Editor's letter

Gold proves its worth

The pandemic has been good for gold. And, while you must keep holding gold (inflation is coming), you must not ignore the return of our old lives, says Merryn Somerset Webb.

We’ve been boring MoneyWeek readers for years about the importance of holding gold. It should have, I said in 2002, a natural place in your portfolio as a “financial hedge in troubled times”. It was trading at $320 an ounce then. It’s now around $1,950. Not bad for what the naysayers dismiss as a “pet rock”. You’ll have things in your portfolio that have made you more in the last 18 years. But gold has certainly proved its worth in these troubled times. Will it go higher? 

You don’t have to look far to see why it might. There is Covid-19 itself, and the possibility of the much-discussed second wave which Boris Johnson thinks he sees signs of in Europe. There is the response to the virus – the quarantines and restrictions that will limit some activity and prompt yet more monetary and fiscal stimulus. Then there is the US election (95 days to go). The polls show Joe Biden in the lead and if the level of global stimulus already makes you nervous about the integrity of fiat money (should you believe it still has any), his pure printing-financed plans for a $7trn spending package should make you really nervous. Biden’s policies will take us all a giant step closer to the monetary end game that finally disconnects spending from any pretence of reality. Add to this the fact that the opportunity cost of holding gold as insurance against misery and inflation has fallen (nothing else has a yield either) and it is hard to be surprised by its rising price.
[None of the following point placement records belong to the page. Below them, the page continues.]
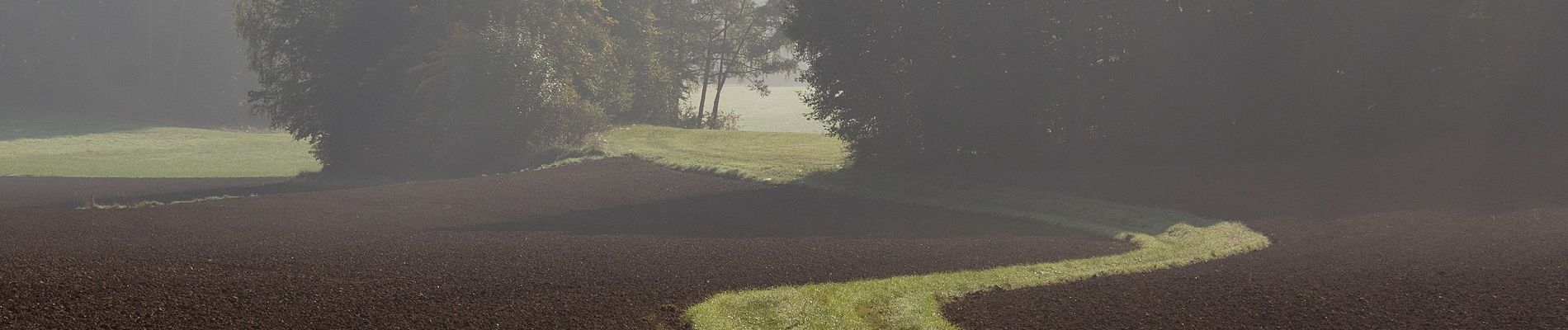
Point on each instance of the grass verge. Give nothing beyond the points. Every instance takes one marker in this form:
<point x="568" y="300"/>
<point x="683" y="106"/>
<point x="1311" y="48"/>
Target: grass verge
<point x="1165" y="238"/>
<point x="157" y="152"/>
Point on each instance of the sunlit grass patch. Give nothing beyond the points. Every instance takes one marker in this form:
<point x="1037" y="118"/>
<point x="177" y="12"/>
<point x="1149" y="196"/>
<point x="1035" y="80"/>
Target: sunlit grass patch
<point x="1165" y="238"/>
<point x="158" y="152"/>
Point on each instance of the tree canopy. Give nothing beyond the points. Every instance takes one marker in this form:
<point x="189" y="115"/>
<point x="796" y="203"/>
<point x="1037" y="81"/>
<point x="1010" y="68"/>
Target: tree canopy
<point x="1040" y="82"/>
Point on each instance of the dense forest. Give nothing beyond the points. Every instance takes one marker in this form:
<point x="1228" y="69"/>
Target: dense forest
<point x="433" y="87"/>
<point x="149" y="59"/>
<point x="1029" y="82"/>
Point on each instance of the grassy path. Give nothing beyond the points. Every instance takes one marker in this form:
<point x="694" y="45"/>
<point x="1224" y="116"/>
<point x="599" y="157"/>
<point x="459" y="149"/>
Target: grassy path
<point x="1165" y="238"/>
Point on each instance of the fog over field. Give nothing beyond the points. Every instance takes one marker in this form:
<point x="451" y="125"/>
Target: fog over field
<point x="740" y="165"/>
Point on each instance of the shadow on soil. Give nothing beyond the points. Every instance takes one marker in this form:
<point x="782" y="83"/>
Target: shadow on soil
<point x="775" y="213"/>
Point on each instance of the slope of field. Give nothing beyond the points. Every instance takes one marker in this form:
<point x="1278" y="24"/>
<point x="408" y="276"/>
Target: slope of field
<point x="601" y="244"/>
<point x="1400" y="244"/>
<point x="1165" y="238"/>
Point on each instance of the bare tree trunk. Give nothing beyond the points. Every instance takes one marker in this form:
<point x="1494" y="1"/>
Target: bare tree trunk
<point x="707" y="71"/>
<point x="723" y="75"/>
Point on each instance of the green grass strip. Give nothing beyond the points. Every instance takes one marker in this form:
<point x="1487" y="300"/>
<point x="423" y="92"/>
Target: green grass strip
<point x="162" y="152"/>
<point x="1165" y="238"/>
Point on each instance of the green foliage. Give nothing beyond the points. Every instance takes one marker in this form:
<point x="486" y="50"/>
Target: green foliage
<point x="1032" y="82"/>
<point x="433" y="88"/>
<point x="764" y="157"/>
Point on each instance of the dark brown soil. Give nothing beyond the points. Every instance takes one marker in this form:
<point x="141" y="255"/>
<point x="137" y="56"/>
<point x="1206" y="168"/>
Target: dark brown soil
<point x="606" y="244"/>
<point x="1376" y="244"/>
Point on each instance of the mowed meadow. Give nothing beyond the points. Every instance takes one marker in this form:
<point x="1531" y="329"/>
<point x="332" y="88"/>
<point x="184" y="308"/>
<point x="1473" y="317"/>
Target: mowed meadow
<point x="64" y="144"/>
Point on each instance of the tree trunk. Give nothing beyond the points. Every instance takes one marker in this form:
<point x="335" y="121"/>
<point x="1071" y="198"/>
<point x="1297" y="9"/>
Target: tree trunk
<point x="707" y="71"/>
<point x="723" y="75"/>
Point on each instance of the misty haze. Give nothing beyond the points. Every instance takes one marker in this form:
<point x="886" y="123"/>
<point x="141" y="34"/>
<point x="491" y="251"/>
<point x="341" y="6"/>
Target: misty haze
<point x="752" y="165"/>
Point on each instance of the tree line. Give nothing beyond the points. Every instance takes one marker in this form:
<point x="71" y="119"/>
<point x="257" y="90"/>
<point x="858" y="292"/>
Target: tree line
<point x="474" y="87"/>
<point x="924" y="83"/>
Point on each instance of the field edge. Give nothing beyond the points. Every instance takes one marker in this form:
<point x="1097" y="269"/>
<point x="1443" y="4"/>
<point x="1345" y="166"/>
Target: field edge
<point x="1165" y="238"/>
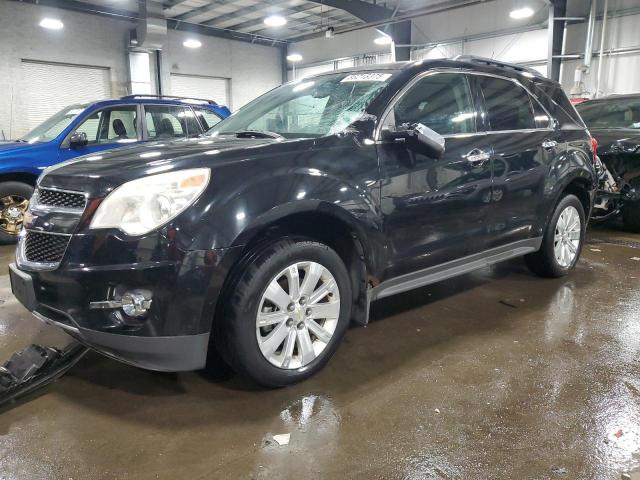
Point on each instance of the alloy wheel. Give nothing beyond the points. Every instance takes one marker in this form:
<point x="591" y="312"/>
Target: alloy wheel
<point x="12" y="210"/>
<point x="566" y="241"/>
<point x="297" y="315"/>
But before you rush out to go 100% gold, remember a few things. First, diversify your insurance (oil is also an excellent inflation hedge). Second, nothing goes up in a straight line. Don’t expect gold to. Third, gold is about “abnormal” – and some “normal” is returning fast. What Johnson is seeing in Europe is less a second wave than a localised post-lockdown inevitability. In the US, cases are now falling: deaths should, say Pantheon Macroeconomics, peak by mid-August. Note too that the response to new cases cannot be lockdowns of the type already seen (see this week's magazine for how the “flaws in, panic out” models forced horrible policy mistakes). So life (and economic activity) will continue to return to normal. Just look around you. My local outdoor shops are sold out of almost everything (no bikes, paddleboards or wetsuits). There is a rush on haircuts (I notice rising prices – let me know if you do too). This week I got caught in my first real traffic jam (I was thrilled) and had several calls with people who are “in the office”. How’s that for normal?

You must keep holding gold (inflation is coming); but you must not ignore the return of our old lives. With that in mind, if home working is an overdone idea, commercial property trusts might be cheap. They aren’t alone, says Matthew Lynn this week. There is opportunity in this crisis – CEOs and investors who are brave enough to look for real value now will be well rewarded. It might sometimes seem that only a few overpriced tech stocks will ever make money again. It isn’t so. Finally, if you have fallen for the idea that there is something particularly awful about the UK’s Covid-19 response, some good news. It seems that when it comes to medical innovation – the bit that really matters for the long run – the UK has not trailed but led the world. Perhaps invest in that too.